A "ordem" foi: não reprovar!.
A ministra disse que as reprovações deviam ser um último recurso, pq se constata que um aluno que repete o ano, em geral não melhora. Concordo com esta afirmação. Mas: que alternativas tem uma escola para estes alunos? Se a solução estivesse em passá-los de ano, eles teriam melhores resultados no ano seguinte. A realidade prova o contrário. Em geral, voltam a reprovar. Relativamente a algumas disciplinas em que as aprendizagens são em espiral ( como a matemática ou o inglês) é impossível aprender o programa de um ano lectivo sem ter adquirido os conhecimentos do ano anterior.

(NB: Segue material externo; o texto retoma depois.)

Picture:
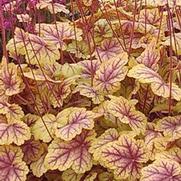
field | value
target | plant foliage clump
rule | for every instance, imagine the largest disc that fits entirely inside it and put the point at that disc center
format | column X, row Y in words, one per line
column 90, row 90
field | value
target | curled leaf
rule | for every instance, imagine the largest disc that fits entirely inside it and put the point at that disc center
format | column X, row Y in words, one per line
column 161, row 169
column 12, row 167
column 171, row 126
column 43, row 129
column 109, row 48
column 73, row 121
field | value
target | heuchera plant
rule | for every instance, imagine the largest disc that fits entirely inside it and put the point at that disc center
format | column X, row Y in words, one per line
column 90, row 90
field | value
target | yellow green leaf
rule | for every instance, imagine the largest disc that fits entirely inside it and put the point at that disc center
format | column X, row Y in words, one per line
column 160, row 170
column 38, row 167
column 111, row 72
column 73, row 121
column 32, row 150
column 13, row 112
column 43, row 128
column 12, row 167
column 125, row 111
column 17, row 133
column 107, row 137
column 70, row 175
column 171, row 126
column 72, row 154
column 125, row 157
column 158, row 86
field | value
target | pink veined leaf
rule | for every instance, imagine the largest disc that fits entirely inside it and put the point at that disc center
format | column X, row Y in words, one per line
column 167, row 170
column 13, row 112
column 89, row 67
column 171, row 126
column 69, row 175
column 125, row 157
column 38, row 167
column 102, row 141
column 57, row 7
column 65, row 32
column 37, row 49
column 110, row 73
column 151, row 16
column 150, row 56
column 10, row 81
column 90, row 92
column 71, row 122
column 151, row 134
column 125, row 111
column 158, row 86
column 61, row 92
column 109, row 48
column 32, row 150
column 72, row 154
column 43, row 128
column 21, row 40
column 30, row 119
column 80, row 49
column 12, row 167
column 172, row 154
column 17, row 133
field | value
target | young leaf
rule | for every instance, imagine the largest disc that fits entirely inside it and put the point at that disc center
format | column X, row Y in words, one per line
column 125, row 157
column 158, row 86
column 38, row 167
column 73, row 121
column 150, row 56
column 176, row 44
column 107, row 137
column 52, row 7
column 43, row 128
column 90, row 92
column 10, row 81
column 13, row 112
column 109, row 48
column 126, row 113
column 72, row 154
column 32, row 150
column 58, row 34
column 34, row 48
column 12, row 167
column 14, row 133
column 171, row 126
column 89, row 67
column 172, row 154
column 160, row 170
column 110, row 73
column 69, row 175
column 17, row 133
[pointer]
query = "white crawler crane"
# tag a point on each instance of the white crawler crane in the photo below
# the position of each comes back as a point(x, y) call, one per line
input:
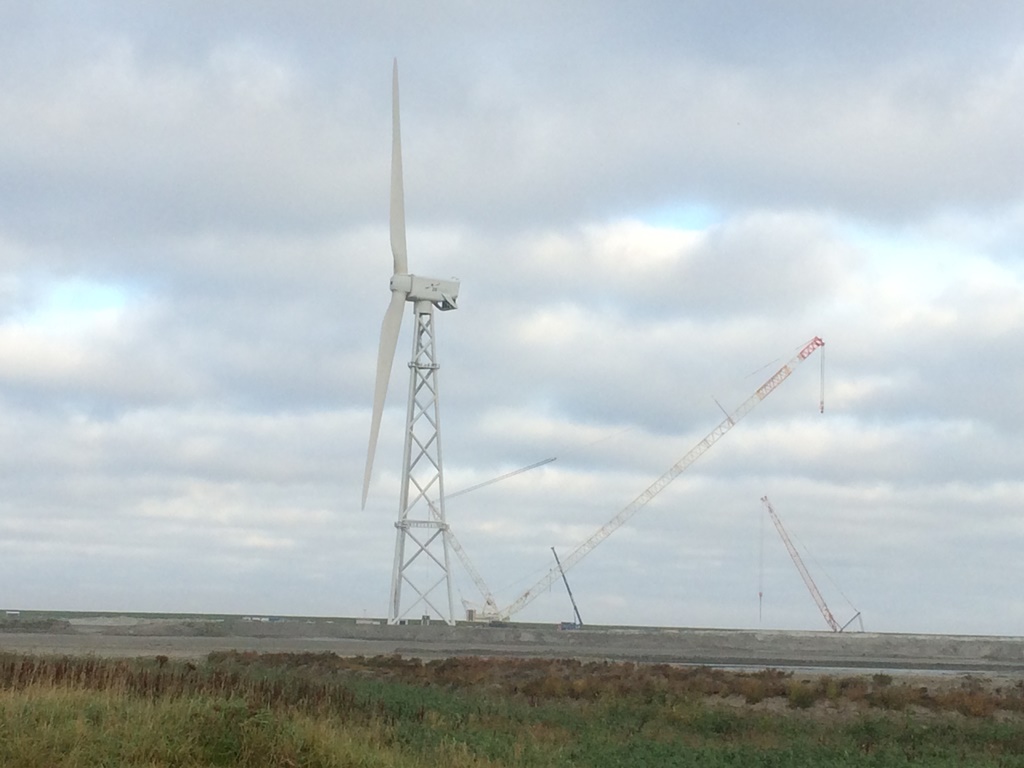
point(421, 550)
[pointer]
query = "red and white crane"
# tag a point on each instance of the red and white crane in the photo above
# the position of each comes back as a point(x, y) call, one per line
point(805, 573)
point(660, 483)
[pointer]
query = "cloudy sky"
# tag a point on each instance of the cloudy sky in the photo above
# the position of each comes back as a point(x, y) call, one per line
point(650, 207)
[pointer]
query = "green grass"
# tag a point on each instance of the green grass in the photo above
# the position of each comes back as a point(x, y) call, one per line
point(320, 710)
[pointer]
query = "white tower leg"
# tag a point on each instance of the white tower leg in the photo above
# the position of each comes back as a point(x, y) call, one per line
point(421, 550)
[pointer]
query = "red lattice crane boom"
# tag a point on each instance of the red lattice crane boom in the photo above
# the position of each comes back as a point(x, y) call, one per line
point(660, 483)
point(804, 572)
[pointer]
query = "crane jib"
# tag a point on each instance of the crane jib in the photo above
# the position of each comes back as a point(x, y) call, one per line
point(654, 488)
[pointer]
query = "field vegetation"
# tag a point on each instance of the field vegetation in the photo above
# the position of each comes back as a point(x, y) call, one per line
point(322, 710)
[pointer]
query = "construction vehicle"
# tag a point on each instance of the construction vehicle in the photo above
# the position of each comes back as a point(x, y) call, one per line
point(731, 419)
point(806, 574)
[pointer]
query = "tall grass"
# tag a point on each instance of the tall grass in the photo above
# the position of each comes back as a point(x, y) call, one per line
point(321, 710)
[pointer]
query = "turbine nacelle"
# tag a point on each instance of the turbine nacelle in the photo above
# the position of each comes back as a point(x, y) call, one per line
point(443, 294)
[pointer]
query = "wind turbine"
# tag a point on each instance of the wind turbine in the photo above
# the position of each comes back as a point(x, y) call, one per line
point(421, 529)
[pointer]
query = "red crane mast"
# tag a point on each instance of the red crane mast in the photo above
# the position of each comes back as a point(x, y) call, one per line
point(804, 572)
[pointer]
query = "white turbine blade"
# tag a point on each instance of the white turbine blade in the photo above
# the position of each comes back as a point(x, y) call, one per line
point(397, 192)
point(385, 356)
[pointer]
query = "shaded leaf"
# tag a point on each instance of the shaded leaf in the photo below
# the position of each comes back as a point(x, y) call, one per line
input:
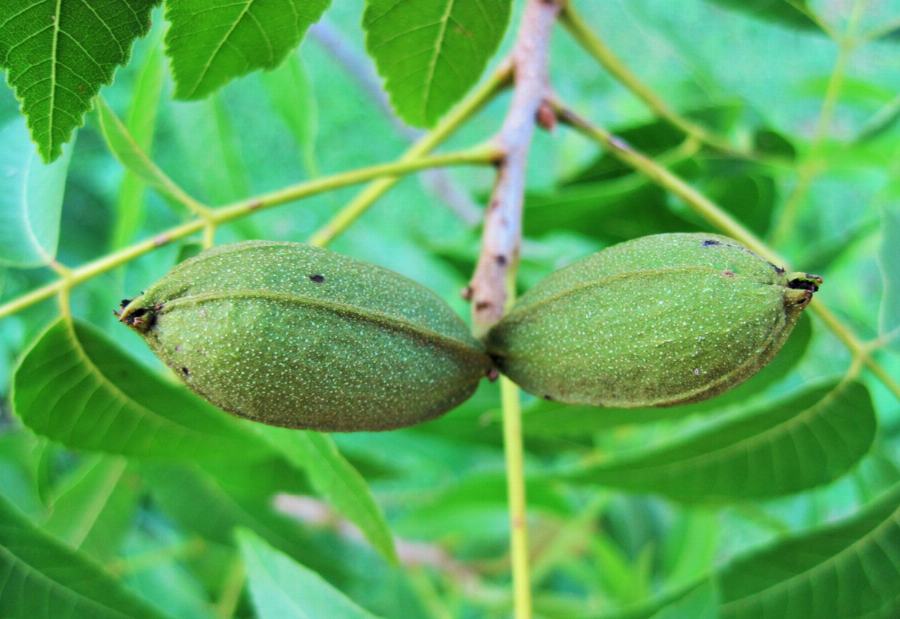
point(42, 579)
point(889, 260)
point(74, 386)
point(292, 97)
point(336, 481)
point(140, 127)
point(788, 446)
point(94, 508)
point(31, 198)
point(280, 587)
point(58, 54)
point(213, 506)
point(848, 569)
point(430, 52)
point(213, 41)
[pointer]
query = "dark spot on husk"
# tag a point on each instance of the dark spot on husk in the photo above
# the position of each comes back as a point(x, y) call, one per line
point(803, 284)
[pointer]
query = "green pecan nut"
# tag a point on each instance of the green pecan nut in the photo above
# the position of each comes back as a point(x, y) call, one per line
point(292, 335)
point(656, 321)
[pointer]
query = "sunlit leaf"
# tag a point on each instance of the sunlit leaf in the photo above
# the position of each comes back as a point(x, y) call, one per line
point(280, 587)
point(59, 52)
point(213, 41)
point(94, 508)
point(430, 52)
point(31, 198)
point(336, 481)
point(848, 569)
point(74, 386)
point(292, 97)
point(889, 259)
point(784, 447)
point(42, 579)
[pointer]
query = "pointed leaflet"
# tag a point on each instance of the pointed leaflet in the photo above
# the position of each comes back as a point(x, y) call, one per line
point(58, 53)
point(94, 507)
point(279, 587)
point(849, 569)
point(336, 481)
point(213, 41)
point(31, 197)
point(42, 579)
point(430, 52)
point(787, 446)
point(74, 386)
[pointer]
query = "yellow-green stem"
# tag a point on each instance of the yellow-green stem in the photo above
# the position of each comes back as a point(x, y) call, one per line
point(721, 220)
point(515, 482)
point(479, 155)
point(810, 166)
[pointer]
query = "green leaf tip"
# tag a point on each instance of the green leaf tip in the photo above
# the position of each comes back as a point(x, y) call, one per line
point(432, 51)
point(214, 41)
point(57, 55)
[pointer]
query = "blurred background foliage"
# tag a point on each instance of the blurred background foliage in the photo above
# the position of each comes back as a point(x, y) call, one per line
point(601, 542)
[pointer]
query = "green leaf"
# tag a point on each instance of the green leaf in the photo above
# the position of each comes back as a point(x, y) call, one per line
point(124, 147)
point(42, 579)
point(430, 52)
point(139, 130)
point(790, 13)
point(213, 506)
point(94, 508)
point(798, 443)
point(291, 94)
point(59, 52)
point(700, 603)
point(31, 197)
point(213, 41)
point(74, 386)
point(336, 481)
point(280, 587)
point(849, 569)
point(889, 259)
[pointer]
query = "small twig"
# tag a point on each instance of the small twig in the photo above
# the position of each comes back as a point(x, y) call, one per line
point(502, 234)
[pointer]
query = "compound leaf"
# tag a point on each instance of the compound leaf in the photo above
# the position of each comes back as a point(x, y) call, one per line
point(42, 579)
point(58, 53)
point(791, 445)
point(76, 387)
point(213, 41)
point(430, 52)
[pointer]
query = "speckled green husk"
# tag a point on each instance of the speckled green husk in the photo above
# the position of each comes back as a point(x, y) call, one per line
point(296, 336)
point(656, 321)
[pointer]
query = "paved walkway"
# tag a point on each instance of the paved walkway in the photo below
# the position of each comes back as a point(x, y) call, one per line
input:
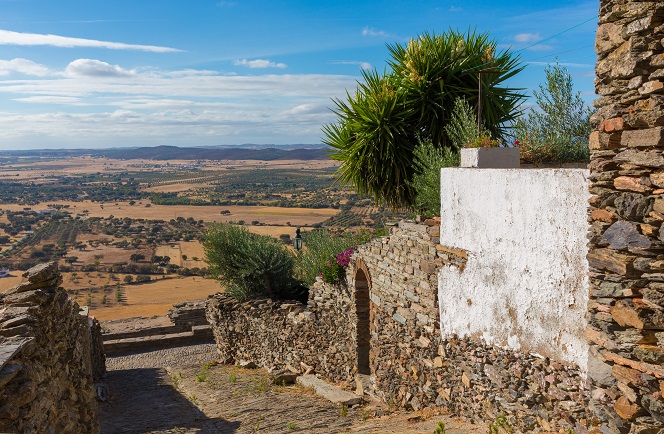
point(176, 391)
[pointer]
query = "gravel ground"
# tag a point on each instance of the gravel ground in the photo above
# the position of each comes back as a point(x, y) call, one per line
point(177, 390)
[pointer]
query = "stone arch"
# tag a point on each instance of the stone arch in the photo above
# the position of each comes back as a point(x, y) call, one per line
point(363, 312)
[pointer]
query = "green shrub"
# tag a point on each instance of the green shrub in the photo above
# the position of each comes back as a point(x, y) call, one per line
point(558, 130)
point(426, 181)
point(321, 248)
point(250, 265)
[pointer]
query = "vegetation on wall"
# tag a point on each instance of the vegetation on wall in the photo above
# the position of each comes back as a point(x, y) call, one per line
point(379, 127)
point(250, 265)
point(321, 249)
point(557, 130)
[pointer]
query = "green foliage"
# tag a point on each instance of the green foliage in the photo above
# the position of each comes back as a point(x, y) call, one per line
point(321, 247)
point(426, 180)
point(500, 425)
point(558, 130)
point(462, 127)
point(250, 265)
point(378, 127)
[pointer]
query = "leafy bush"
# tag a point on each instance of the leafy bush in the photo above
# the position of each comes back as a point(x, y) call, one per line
point(558, 131)
point(462, 127)
point(250, 265)
point(426, 181)
point(333, 272)
point(321, 248)
point(380, 124)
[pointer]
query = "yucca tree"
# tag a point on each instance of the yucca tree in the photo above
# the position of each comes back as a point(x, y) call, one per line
point(380, 125)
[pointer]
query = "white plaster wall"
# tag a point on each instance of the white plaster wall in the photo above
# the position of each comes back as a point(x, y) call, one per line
point(525, 285)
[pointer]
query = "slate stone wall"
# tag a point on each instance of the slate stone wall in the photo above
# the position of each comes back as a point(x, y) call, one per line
point(315, 337)
point(414, 367)
point(46, 362)
point(626, 256)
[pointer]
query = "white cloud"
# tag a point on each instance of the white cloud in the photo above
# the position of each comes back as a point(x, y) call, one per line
point(368, 31)
point(527, 37)
point(23, 66)
point(50, 99)
point(14, 38)
point(363, 65)
point(95, 68)
point(175, 107)
point(259, 63)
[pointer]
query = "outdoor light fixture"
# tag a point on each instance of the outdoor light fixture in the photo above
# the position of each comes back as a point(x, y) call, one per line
point(297, 241)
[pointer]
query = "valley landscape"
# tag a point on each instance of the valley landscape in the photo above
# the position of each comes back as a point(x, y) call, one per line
point(126, 231)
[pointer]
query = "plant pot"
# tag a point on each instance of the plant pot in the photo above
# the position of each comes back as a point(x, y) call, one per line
point(490, 158)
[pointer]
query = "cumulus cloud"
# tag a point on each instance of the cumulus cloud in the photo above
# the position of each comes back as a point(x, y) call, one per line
point(8, 37)
point(23, 66)
point(177, 107)
point(50, 99)
point(259, 63)
point(363, 65)
point(527, 37)
point(95, 68)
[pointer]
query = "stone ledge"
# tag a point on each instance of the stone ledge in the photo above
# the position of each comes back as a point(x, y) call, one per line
point(198, 334)
point(328, 391)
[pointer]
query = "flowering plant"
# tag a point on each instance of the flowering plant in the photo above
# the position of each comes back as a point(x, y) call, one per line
point(335, 270)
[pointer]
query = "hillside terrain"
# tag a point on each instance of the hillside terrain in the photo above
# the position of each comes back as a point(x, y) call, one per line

Então, qual seria a alternativa? É aqui que está o problema de fundo. A escola, ao pretender ser igual para todos, pratica uma enorme discriminação. Para alguns, é extremamente fácil e é frquente ver pautas, em algumas escolas, em que a maioria dos alunos atingem o nível máximo ( nível 5); para outros é extremamente difícil, pela falta de aquisições básicas, pela extensão do horário, pela sobrevalorização de disciplinas teóricas e a quase inexistente componente prática.
Miúdos de 14 anos no 5º ano ( como tenho vários) misturados com miudos de 10, dias inteiros na escola a fingir que se interessam, não dá!
No ano lectivo passado, nas reuniões finais de avaliação, em todas as turmas da escola, não houve mais do que 1 ou 2, no máximo 3 reprovações. Riamo-nos todos ( para não nos lamentarmos mais). Diziamos: "Ainda vamos para o ranking das melhores escolas! :)
Passaram miudos com 3, 4 negativas. Quando era preciso, alguém "dava" nota para o aluno passar. Se tinham faltado no 3º periodo, ficavam com as notas do 2º. Se , mesmo assim, não tinham notas para passar, inventávamo-las!
Além de termos que fazer planos de recuperação para cada aluno que tem uma negativa e provar que se fez tudo ( inclusive ir a casa buscá-lo)..., os professores passaram a ser avaliados pelo sucesso dos seus alunos. Desgraçados dos que apanham com vários ciganos numa turma que, em geral, abandonam a escola antes do final ( em especial as raparigas). Quem se atreve a reprovar meninos, se, na turma ao lado, vão todos passar de ano?
Angustia-me pensar no futuro destes miúdos. Até podem concluir a escolaridade básica ( mesmo assim, alguns desistem a meio)...mas o que será desta geração daqui a 10 anos? Estão preparados para quê? Para a lei do menor esforço....e pouco mais!